¿Servicios o derechos?
Óscar Gómez Mera
Muchas veces al hablar de servicios públicos creemos que nos estamos refiriendo en exclusiva a servicios esenciales para la sociedad, aquellos que tienen una presencia especialmente significativa en modelos como el del Estado del Bienestar. Y no deja de ser cierto, pero hasta cierto punto.
Algunos servicios públicos no son sólo servicios públicos. Porque la telefonía, la policía o incluso el ejército pueden ser considerados servicios públicos. Pero la sanidad, la educación, la ayuda a la dependencia, la vivienda, los servicios sociales de base, y yo también añadiría el sistema público de pensiones, no son sólo servicios públicos. Son ante todo derechos universales, muchos de ellos derechos humanos recogidos en la declaración universal de 1948. Y tales derechos deben anclarse como derechos subjetivos que no están sometidos a presupuesto, sino que deben ser prestados por los poderes públicos aún y cuando la partida presupuestaria se haya agotado.
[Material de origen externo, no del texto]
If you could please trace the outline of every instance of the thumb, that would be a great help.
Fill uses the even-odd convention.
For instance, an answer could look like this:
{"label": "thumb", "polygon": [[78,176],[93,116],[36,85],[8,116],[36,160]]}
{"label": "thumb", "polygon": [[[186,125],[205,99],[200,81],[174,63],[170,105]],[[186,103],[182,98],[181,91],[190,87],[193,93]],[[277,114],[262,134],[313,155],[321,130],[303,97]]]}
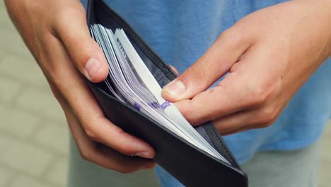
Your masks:
{"label": "thumb", "polygon": [[100,82],[108,74],[108,64],[98,45],[91,37],[86,13],[80,5],[64,9],[56,21],[55,33],[79,70],[90,81]]}
{"label": "thumb", "polygon": [[171,102],[191,98],[226,74],[249,47],[243,38],[226,31],[193,65],[162,90]]}

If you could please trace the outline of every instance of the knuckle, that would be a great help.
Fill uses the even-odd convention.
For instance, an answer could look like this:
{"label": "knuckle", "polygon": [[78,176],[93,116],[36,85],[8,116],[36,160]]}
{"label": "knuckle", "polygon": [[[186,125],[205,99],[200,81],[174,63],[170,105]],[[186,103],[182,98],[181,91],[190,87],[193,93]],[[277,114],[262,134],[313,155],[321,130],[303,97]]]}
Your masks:
{"label": "knuckle", "polygon": [[129,167],[121,167],[121,169],[117,170],[117,171],[119,171],[120,173],[123,174],[128,174],[132,173],[132,172],[133,172],[134,171],[136,171],[136,169],[132,169],[129,168]]}
{"label": "knuckle", "polygon": [[93,140],[95,140],[98,138],[96,133],[92,129],[90,125],[83,125],[83,129],[88,137]]}
{"label": "knuckle", "polygon": [[260,113],[261,117],[260,123],[265,124],[267,127],[269,126],[276,120],[277,113],[277,110],[274,107],[263,108]]}
{"label": "knuckle", "polygon": [[255,86],[250,93],[250,106],[260,106],[266,103],[269,92],[265,86]]}

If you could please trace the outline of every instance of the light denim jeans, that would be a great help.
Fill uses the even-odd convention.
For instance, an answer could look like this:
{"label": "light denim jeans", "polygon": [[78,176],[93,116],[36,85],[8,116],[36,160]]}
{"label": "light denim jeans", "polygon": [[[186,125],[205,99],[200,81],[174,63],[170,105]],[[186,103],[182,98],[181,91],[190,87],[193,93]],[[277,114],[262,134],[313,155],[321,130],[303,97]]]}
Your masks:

Sería ésta la única manera de garantizar la universalidad e igualdad de las necesidades que estos derechos deben satisfacer.
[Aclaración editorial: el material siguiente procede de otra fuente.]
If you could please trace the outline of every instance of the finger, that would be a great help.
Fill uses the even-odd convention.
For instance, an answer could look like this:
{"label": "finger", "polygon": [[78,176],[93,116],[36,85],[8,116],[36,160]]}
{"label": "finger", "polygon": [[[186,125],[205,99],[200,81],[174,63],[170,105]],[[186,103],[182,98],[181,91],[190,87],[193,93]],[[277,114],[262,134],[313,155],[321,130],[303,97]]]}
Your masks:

Habrá quien diga que ello es imposible, que el presupuesto da para lo que da, que es una propuesta demagógica, que es irrealizable y otras lindezas por el estilo. Pero no es nada que no hagamos ninguna de nosotras siempre y cuando nos lo permita nuestras maltrechas economías. Cualquier familia que se pueda permitir el hoy lujo de que le sobre dinero después de abonar la hipoteca o el alquiler, llenar la despensa, pagar agua, luz, gas, comunidad, seguro, transporte, ropa… tiene varias posibilidades. Una es acumularlo para en verano irse de vacaciones a Eurodisney. Otra es hacer provisión del mismo para hacer frente a la visita al dentista, a la operación “vuelta al cole”, a reponer la lavadora que está en las últimas o a abonar la derrama para pintar el portal. Porque sería ideal poder irse a Eurodisney y hacer frente a todos los gastos extras, y habrá quien pueda hacerlo, pero me atrevo a decir que no es lo tónica general en la mayoría de las familias.
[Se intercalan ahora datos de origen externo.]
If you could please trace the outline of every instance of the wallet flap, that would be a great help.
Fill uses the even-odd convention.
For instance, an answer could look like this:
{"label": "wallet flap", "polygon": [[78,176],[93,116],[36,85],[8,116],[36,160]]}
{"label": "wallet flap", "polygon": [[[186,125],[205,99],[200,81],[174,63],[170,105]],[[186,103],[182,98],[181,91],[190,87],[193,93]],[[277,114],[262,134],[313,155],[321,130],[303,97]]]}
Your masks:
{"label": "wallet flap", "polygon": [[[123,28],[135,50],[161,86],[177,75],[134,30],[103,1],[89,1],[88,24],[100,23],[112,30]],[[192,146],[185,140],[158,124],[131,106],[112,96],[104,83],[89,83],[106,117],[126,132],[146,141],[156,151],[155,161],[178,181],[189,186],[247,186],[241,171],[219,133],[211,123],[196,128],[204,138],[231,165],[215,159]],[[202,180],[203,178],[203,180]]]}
Llevar a término lo que he expuesto anteriormente no es ninguna utopía. Sólo hacen falta dos cosas. La primera es voluntad política. Poner en el centro las necesidades básicas de las personas debiera ser el motor que impulsase cualquier iniciativa política. De nada sirven los cargos políticos y quienes los ocupan, de nada sirve todo el Estado y sus engranajes si no es para garantizar derechos tan esenciales como la sanidad, la vivienda, la educación, las pensiones y unos servicios sociales de base que garanticen la atención a la dependencia y unos ingresos que nos permitan comer todos los días cuando se nos niega la posibilidad de trabajar para obtener esos ingresos. Y que para ello hay que destinar el dinero a lo primordial y suprimir de forma drástica lo superfluo. Y si aun así es insuficiente hay que aumentar los ingresos directos.
La segunda cuestión es que si queremos hacerle entender a los poderes públicos que queremos que se cubran todos esos derechos sin miedo a quedarnos sin dotación presupuestaria, tenemos que ser nosotras las primeras en asumir que todo ello tiene un coste. No sólo vía impuestos. Tenemos que asumir que a lo mejor en nuestra provincia no tiene que haber un aeropuerto. Que ese tramo de autovía que falta para unir la ciudad donde residimos con el pueblo de la abuela no se va a acabar construyendo. Que no es posible que el equipo de fútbol de nuestra ciudad tenga un estadio nuevo sufragado en parte con fondos públicos. Que el AVE no tiene que pasar por todas las capitales de provincia. Que nuestro partido, nuestro sindicato, nuestra organización empresarial, nuestro cura, nuestra mezquita y nuestro centro cultural autonómico lo tenemos que financiar con nuestro dinero. Que no se pueden poner parques y bancos nuevos en vísperas de todas las campañas electorales. Que las luces de Navidad no son necesarias para celebrar nada. Que es preferible tener derechos humanos en vez estrenar variantes y adoquines. Queremos salvar el planeta y limpiarnos el culo con toallitas húmedas, y las dos cosas no se puede.
NOTA: Quiero desde estas líneas pedir perdón a los compañeros Iosu Balmaseda e Iñaki Uribarri por haberme apropiado de su idea para escribir esta columna de opinión. A la par que darles las gracias por tener semejantes ideas.